Many more people seem to think that they must follow paths that have already been marked and mapped out. This is, of course, completely false. There's no guarantee that you will end up where you want to go by following a path, whether it is marked or unmarked. In fact, think of the first person to traverse the path you're on. Did that person follow any marked path? No, they certainly did not. They followed their own path; they stepped in to uncharted waters. You need to find the way down to the edge of the ledge that's yours and yours alone. After all, we have only explored a small subset of the possible paths.

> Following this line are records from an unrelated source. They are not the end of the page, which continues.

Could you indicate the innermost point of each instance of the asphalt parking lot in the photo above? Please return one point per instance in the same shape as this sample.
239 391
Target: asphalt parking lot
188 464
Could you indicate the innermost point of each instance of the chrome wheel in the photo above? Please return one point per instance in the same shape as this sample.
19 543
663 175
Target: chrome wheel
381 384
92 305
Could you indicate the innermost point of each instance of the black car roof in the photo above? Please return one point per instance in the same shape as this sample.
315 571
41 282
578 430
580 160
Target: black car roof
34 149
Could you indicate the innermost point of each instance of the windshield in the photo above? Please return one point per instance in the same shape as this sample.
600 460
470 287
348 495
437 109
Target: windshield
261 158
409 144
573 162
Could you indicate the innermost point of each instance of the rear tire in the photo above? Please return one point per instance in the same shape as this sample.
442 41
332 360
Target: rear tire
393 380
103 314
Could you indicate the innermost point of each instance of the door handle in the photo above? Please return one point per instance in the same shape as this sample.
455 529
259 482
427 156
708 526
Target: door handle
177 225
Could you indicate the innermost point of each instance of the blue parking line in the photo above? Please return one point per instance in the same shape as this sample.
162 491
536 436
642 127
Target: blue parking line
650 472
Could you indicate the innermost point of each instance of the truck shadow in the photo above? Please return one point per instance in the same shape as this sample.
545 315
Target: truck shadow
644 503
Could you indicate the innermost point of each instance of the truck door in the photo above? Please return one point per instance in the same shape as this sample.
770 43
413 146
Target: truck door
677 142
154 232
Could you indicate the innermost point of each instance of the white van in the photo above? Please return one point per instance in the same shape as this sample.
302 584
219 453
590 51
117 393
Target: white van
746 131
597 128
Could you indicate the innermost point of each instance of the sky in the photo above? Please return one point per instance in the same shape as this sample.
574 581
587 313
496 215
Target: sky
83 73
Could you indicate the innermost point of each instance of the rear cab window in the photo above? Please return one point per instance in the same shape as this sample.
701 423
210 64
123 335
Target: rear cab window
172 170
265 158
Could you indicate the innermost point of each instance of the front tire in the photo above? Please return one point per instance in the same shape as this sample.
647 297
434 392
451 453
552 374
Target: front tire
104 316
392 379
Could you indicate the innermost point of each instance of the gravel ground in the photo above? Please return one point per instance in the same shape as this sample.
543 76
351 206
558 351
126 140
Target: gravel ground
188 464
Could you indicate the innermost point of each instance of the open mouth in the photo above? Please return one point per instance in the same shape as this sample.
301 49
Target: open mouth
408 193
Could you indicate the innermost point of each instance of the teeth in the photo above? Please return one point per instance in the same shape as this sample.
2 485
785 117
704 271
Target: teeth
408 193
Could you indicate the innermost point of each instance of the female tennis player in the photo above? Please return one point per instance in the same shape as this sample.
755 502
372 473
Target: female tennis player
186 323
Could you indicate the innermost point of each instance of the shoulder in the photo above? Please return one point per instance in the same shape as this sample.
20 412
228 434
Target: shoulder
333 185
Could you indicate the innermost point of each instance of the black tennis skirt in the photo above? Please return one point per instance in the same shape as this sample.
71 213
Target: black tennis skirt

On that introductory note (heh), I want to talk about how we come to know and the words (yes, words! hooray for a blog post that talks about words!) that describe them.

Philosophers tend to agree that we gain knowledge through three fundamental operations of the mind: intuition, deduction, and induction.

Intuition is when we see directly that something is the case or that an immediate thought is absolutely necessarily true. Intuition does not require reasoning.

Deduction is when we move through a series of intuitions to obtain a conclusion that is necessitated (albeit indirectly) by our base intuition. Deduction is reasoning.

Induction is when we take a specific example of something and infer a general conclusion from it. This is also reasoning.

It is interesting to think about when you are deducing knowledge and when you are inducing knowledge...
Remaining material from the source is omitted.